Getting started¶

Requirements¶

Python 3.10 or later
Eigen3 header library (required to build the C++ extension)
A C++17-capable compiler (GCC 10+, Clang 13+, MSVC 2019+)

Install Eigen3 with your system package manager before running pip install:

# Debian / Ubuntu
sudo apt-get install libeigen3-dev

# macOS (Homebrew)
brew install eigen

# Conda
conda install -c conda-forge eigen

Install¶

Once published to PyPI:

pip install scsplice

For development (editable install from source):

git clone https://github.com/Arshammik/scsplice
cd scsplice
pip install -e ".[test,docs]"

The scikit-build-core backend calls CMake to compile the Eigen-based C++ extension at install time. The build takes 15–60 seconds depending on hardware.

Verify the install¶

import scsplice as scs

print(scs.__version__)
print(scs._scsplice_cpp.__openmp__)  # True if built with OpenMP

Hello-world walkthrough¶

This walkthrough uses a tiny synthetic STARsolo directory that ships with the test suite. It exercises the full pipeline in under a second.

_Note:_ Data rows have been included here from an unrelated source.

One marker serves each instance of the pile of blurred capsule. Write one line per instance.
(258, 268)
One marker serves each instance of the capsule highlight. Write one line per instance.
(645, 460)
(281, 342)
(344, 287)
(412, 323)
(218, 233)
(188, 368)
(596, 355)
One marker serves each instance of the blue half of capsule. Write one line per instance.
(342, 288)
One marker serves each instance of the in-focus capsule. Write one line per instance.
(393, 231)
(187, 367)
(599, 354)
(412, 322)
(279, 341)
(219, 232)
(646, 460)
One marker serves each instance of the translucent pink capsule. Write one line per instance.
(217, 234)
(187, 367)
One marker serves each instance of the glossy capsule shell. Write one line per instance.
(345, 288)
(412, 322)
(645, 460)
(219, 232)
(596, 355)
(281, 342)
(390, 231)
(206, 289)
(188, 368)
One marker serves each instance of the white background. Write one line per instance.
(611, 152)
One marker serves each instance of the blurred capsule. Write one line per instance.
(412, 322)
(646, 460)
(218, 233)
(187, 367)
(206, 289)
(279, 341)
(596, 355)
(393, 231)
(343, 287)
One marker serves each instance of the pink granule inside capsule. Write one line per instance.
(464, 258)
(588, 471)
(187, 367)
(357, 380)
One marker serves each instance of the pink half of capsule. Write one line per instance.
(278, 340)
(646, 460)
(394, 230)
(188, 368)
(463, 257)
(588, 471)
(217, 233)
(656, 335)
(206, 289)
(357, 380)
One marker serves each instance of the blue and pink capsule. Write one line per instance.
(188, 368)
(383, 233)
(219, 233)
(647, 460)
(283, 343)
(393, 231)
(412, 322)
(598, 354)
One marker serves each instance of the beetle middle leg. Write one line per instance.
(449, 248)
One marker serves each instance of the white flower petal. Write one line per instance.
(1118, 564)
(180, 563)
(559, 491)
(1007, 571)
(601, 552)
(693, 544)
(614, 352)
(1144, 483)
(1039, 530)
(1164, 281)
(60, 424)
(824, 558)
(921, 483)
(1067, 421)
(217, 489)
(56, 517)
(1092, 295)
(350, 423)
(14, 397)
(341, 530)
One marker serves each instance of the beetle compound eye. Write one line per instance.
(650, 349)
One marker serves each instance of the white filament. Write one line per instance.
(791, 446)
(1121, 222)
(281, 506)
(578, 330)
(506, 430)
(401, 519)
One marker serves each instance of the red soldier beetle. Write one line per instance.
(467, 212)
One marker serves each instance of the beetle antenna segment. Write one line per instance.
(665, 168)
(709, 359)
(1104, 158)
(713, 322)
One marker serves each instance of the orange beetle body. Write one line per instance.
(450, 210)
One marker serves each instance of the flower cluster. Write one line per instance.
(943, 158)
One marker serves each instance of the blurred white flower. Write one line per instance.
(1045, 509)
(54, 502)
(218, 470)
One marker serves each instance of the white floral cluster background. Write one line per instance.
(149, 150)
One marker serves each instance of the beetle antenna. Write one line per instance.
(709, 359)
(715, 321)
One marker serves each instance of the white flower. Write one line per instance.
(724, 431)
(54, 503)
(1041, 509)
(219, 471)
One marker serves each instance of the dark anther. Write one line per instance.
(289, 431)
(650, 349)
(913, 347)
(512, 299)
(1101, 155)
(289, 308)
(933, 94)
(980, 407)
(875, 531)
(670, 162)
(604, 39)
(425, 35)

1. Generate synthetic input¶

import tempfile, pathlib, numpy as np, scipy.sparse as sp, scipy.io as sio, pandas as pd

# Build a minimal Solo.out/SJ/raw/ directory with 4 junctions × 10 cells.
# Junction 1 and 2 share start coord (chr1:100) → form an _S LJV group.
# Junction 1 and 3 share end coord (chr1:200) → form an _E LJV group.

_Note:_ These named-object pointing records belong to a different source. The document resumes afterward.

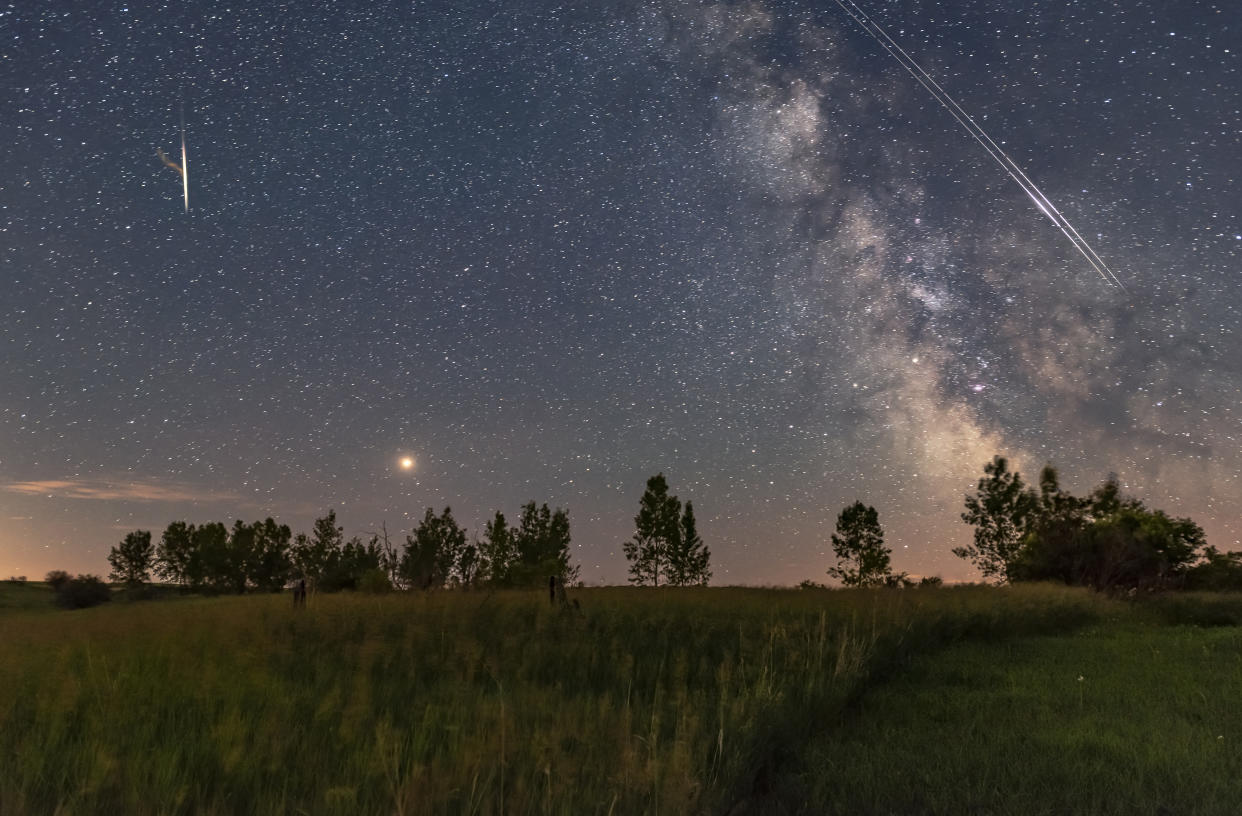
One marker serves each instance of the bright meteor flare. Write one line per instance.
(181, 169)
(985, 140)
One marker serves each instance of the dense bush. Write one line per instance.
(82, 591)
(56, 579)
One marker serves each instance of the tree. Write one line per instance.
(657, 529)
(434, 550)
(174, 557)
(687, 555)
(540, 547)
(271, 560)
(313, 554)
(1106, 540)
(1001, 512)
(858, 543)
(132, 559)
(497, 552)
(211, 560)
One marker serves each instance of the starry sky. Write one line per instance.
(549, 250)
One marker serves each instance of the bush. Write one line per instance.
(83, 591)
(57, 579)
(375, 581)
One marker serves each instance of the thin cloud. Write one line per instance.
(114, 491)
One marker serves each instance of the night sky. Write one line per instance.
(549, 250)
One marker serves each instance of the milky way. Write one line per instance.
(548, 251)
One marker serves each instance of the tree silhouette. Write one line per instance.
(132, 559)
(432, 552)
(1001, 511)
(313, 554)
(657, 529)
(174, 558)
(858, 543)
(497, 552)
(687, 557)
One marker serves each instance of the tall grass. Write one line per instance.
(643, 701)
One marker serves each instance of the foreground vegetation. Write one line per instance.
(1123, 719)
(636, 701)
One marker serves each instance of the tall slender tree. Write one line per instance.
(657, 530)
(132, 559)
(688, 557)
(432, 553)
(497, 552)
(858, 544)
(174, 558)
(1002, 512)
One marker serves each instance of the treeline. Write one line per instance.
(266, 557)
(1103, 540)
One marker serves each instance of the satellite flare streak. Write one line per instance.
(981, 137)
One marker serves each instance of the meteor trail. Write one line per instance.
(184, 168)
(985, 140)
(185, 162)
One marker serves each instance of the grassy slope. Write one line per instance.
(25, 596)
(675, 701)
(1125, 718)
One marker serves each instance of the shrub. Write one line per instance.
(83, 591)
(57, 579)
(375, 581)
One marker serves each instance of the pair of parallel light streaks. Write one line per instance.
(981, 137)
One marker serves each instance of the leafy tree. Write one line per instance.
(1219, 571)
(56, 579)
(858, 543)
(132, 559)
(348, 564)
(687, 555)
(1106, 540)
(271, 560)
(210, 564)
(540, 547)
(468, 564)
(498, 552)
(174, 557)
(657, 529)
(1001, 512)
(314, 554)
(431, 554)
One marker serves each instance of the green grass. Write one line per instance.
(25, 596)
(1120, 718)
(670, 701)
(960, 699)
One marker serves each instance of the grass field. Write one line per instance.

tmp = pathlib.Path(tempfile.mkdtemp())
raw_dir = tmp / "Solo.out" / "SJ" / "raw"
raw_dir.mkdir(parents=True)

# barcodes.tsv
barcodes = [f"ACGT{'A'*12}-{i}" for i in range(1, 11)]  # 10 cells
(raw_dir / "barcodes.tsv").write_text("\n".join(barcodes) + "\n")

# matrix.mtx: 4 junctions × 10 cells, sparse
rng = np.random.default_rng(0)
data = rng.integers(0, 10, size=(4, 10)).astype(np.float64)
mat = sp.csr_matrix(data)
sio.mmwrite(str(raw_dir / "matrix.mtx"), mat)

# SJ.out.tab: 4 junctions
sj_rows = [
    # chr    start  end    strand  motif  annot  uniq_mapped
    ["chr1", 100,   200,   1,      2,     1,     5],
    ["chr1", 100,   300,   1,      2,     1,     3],
    ["chr1", 50,    200,   1,      2,     1,     4],
    ["chr1", 400,   500,   1,      2,     1,     2],
]
sj_df = pd.DataFrame(sj_rows, columns=[
    "chr", "start", "end", "strand", "intron_motif", "is_annot", "unique_mapped"
])
sj_df.to_csv(tmp / "Solo.out" / "SJ.out.tab", sep="\t", header=False, index=False)

2. Read with `read_starsolo`¶

import scsplice as scs

adata = scs.io.read_starsolo(
    sj_dirs=[tmp / "Solo.out" / "SJ"],
    sample_ids=["demo"],
    verbose=True,
)
print(adata)
# AnnData object with n_obs × n_vars = 10 × N
# layers: 'M1'
# obs: 'barcode', 'sample_id'
# var: 'chr', 'start', 'end', 'strand', 'intron_motif', 'is_annot',
#      'unique_mapped', 'row_names_mtx', 'group_id', 'group_kind', 'group_count'
# uns: 'scsplice'

adata.var_names look like chr1:100-200_S, chr1:100-300_S, etc. — globally unique by construction. Never call var_names_make_unique on this object.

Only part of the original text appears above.